Age and sex shared substantial overlapping variance with both mental health and neuroimaging in explaining cognition, accounting for 43% of the variance in the cognition-mental health relationship. Multimodal neural marker of cognition based on three MRI modalities (“All MRI Stacked”) explained 72% of this age and sex-related variance (Fig. 8i–l and Table S21).

Discussion

Our study is the first to quantify the contribution of the neural indicators of cognition, as reflected by the g-factor, to its relationship with mental health in the largest population-level cohort. We show that the performance of each neural indicator in predicting cognition per se is strongly related to its ability to explain the link between cognition and mental health. In other words, the “robustness” of the neural indicator of cognition is associated with its capacity to capture the covariation between cognition and mental health. This means that the neural indicators that capture more of the individual differences in cognition also capture more of the cognition-mental health covariation. We further demonstrate that information from 72 neuroimaging phenotypes from three MRI modalities accounts for almost half of the variance in the relationship between cognition and mental health. Aspects of the brain that underpin this relationship are best reflected in neuroimaging phenotypes derived from rsMRI, followed by sMRI and dwMRI. For rsMRI, RSFC between 55 large-scale networks measured with tangent space parameterization was the best-performing neuroimaging phenotype. Among sMRI neuroimaging phenotypes, subcortical grey matter characteristics quantified using FreeSurfer’s subcortical volumetric subsegmentation and ASEG shared the highest proportion of variance that mental health captures. For dwMRI, microstructural properties of the brain’s white matter that underlie the link between cognition and mental health were best reflected in the number of streamlines connecting grey matter regions from Destrieux cortical + MSA I subcortical parcellations. Integrating information from neuroimaging phenotypes within and across MRI modalities enhanced both the prediction of cognition and the explanation of the relationship between cognition and mental health. We discuss the results in the context of current knowledge in the field, as follows.

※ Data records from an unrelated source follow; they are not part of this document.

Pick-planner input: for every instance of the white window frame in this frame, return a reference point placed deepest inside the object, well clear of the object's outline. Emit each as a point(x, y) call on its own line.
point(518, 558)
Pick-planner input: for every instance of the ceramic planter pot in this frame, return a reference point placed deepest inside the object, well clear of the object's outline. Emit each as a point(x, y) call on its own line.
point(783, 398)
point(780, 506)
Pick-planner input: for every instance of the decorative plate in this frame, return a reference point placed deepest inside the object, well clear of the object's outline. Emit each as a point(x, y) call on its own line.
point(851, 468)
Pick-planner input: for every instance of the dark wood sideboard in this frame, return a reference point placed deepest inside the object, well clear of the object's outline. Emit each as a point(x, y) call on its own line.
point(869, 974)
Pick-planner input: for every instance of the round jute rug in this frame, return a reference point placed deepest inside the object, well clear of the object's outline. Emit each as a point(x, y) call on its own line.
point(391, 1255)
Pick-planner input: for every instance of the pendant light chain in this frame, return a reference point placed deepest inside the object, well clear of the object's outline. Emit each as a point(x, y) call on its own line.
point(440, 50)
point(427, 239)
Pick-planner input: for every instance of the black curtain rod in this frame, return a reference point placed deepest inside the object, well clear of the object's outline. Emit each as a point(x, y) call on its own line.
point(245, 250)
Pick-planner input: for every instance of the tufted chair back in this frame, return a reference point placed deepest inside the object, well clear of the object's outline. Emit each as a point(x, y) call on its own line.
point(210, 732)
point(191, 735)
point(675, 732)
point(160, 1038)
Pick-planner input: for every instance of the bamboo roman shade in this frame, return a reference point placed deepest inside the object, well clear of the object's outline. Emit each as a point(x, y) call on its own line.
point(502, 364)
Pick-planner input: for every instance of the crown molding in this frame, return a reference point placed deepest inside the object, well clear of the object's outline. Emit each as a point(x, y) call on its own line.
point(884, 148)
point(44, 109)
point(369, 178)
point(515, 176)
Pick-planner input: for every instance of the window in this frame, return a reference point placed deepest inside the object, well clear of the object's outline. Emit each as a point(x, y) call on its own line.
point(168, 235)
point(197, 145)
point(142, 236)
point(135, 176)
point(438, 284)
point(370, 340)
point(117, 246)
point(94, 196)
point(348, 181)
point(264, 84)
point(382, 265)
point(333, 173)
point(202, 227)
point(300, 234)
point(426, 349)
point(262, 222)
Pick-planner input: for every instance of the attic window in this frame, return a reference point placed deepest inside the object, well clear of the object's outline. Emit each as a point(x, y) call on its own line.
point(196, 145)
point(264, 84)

The cognition and mental health relationship

Our analysis confirmed the validity of the g-factor [31] as a quantitative measure of cognition [31], demonstrating that it captures nearly half (39%) of the variance across twelve cognitive performance scores, consistent with prior studies [63–68]. Furthermore, we were able to predict cognition from 133 mental health indices, showing a medium-sized relationship that aligns with existing literature [69,70]. Although the observed mental health-cognition association is lower than within-sample estimates in conventional regression models, it aligns with our prior mega-analysis in children [69]. Notably, this effect size is not considered small in gerontology. In fact, it falls around the 70^th percentile of reported effects and approaches the threshold for a large effect at r = 0.32 [71]. While we focused specifically on cognition as an RDoC core domain, the strength of its relationship with mental health may be bounded by the influence of other functional domains, particularly in normative, non-clinical samples – a promising direction for future research.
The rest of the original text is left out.